Thursday, July 12, 2012

If the Shoe Fits, You Must Not Calculate It (Part III)

In R v T (see posts of July 9 and 10), the Court of Appeal for England and Wales was distressed that a footwear analyst used a database on the characteristics of shoes to verify his holistic impression that the forensic science evidence—the correspondence between the defendant’s shoes and the marks at a murder scene—constituted "a moderate degree of scientific evidence to support the view that the [shoes] had made the footwear marks." The court had this to say (in part) about the resort to the database:
Mr Ryder used the internal database of the FSS to examine the frequency of pattern. This recorded the number of shoes received by the FSS (in contradistinction to the number distributed within the United Kingdom ... ). The FSS database comprised approximately 0.00006 per cent of all shoes sold in a year. ...
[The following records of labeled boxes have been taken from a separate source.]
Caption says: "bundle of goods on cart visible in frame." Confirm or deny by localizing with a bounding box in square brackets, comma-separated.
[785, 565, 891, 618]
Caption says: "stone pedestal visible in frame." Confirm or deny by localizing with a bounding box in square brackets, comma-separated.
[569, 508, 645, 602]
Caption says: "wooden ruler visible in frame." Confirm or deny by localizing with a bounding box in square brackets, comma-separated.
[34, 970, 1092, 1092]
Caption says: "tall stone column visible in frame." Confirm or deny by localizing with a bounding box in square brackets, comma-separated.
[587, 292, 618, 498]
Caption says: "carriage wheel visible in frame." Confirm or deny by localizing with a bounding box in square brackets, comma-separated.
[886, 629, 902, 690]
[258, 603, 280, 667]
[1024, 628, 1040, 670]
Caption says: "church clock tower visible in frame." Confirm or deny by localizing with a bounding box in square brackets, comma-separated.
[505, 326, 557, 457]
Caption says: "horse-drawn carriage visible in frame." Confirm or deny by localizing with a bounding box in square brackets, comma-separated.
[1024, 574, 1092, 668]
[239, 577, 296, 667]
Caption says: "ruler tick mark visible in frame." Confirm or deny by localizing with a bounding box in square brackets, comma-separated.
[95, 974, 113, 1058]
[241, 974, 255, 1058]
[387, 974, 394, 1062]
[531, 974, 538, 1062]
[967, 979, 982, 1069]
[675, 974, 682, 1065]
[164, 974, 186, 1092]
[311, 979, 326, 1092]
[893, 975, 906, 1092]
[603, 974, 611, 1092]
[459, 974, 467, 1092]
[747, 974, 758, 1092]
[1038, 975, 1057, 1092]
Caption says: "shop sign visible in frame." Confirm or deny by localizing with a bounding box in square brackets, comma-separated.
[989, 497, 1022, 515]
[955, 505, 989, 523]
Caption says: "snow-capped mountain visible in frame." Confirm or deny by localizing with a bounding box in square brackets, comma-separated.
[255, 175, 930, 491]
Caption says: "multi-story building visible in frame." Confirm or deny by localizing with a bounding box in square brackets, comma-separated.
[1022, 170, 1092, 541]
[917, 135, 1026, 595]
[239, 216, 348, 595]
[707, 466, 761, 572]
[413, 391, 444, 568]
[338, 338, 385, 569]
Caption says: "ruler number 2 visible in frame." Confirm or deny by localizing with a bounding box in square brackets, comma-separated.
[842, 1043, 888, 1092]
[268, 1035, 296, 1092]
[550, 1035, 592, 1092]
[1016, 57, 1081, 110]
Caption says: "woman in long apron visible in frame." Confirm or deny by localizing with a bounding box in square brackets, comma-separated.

It is evident from the way in which Mr Ryder identified the figures to be used in the formula for pattern and size that none has any degree of precision. The figure for pattern could never be accurately known. For example, there were only distribution figures for the United Kingdom of shoes distributed by Nike; these left out of account the Footlocker shoes and counterfeits. ...

More importantly, the purchase and use [of] footwear is also subject to numerous other factors such as fashion, counterfeiting, distribution, local availability and the length of time footwear is kept. A particular shoe might be very common in one area because a retailer has bought a large number or because the price is discounted or because of fashion or choice by a group of people in that area. There is no way in which the effect of these factors has presently been statistically measured; it would appear extremely difficult to do so, but it is an issue that can no doubt be explored for the future.

It is important to appreciate that the data on footwear distribution and use is quite unlike DNA. A person’s DNA does not change and a solid statistical base has been developed which enable accurate figures to be produced. Indeed as was accepted by Mr Ryder, the data for footwear sole patterns is a small proportion of what is in use and changes rapidly. [I]t would for these reasons be dangerous to use a straight statistical model.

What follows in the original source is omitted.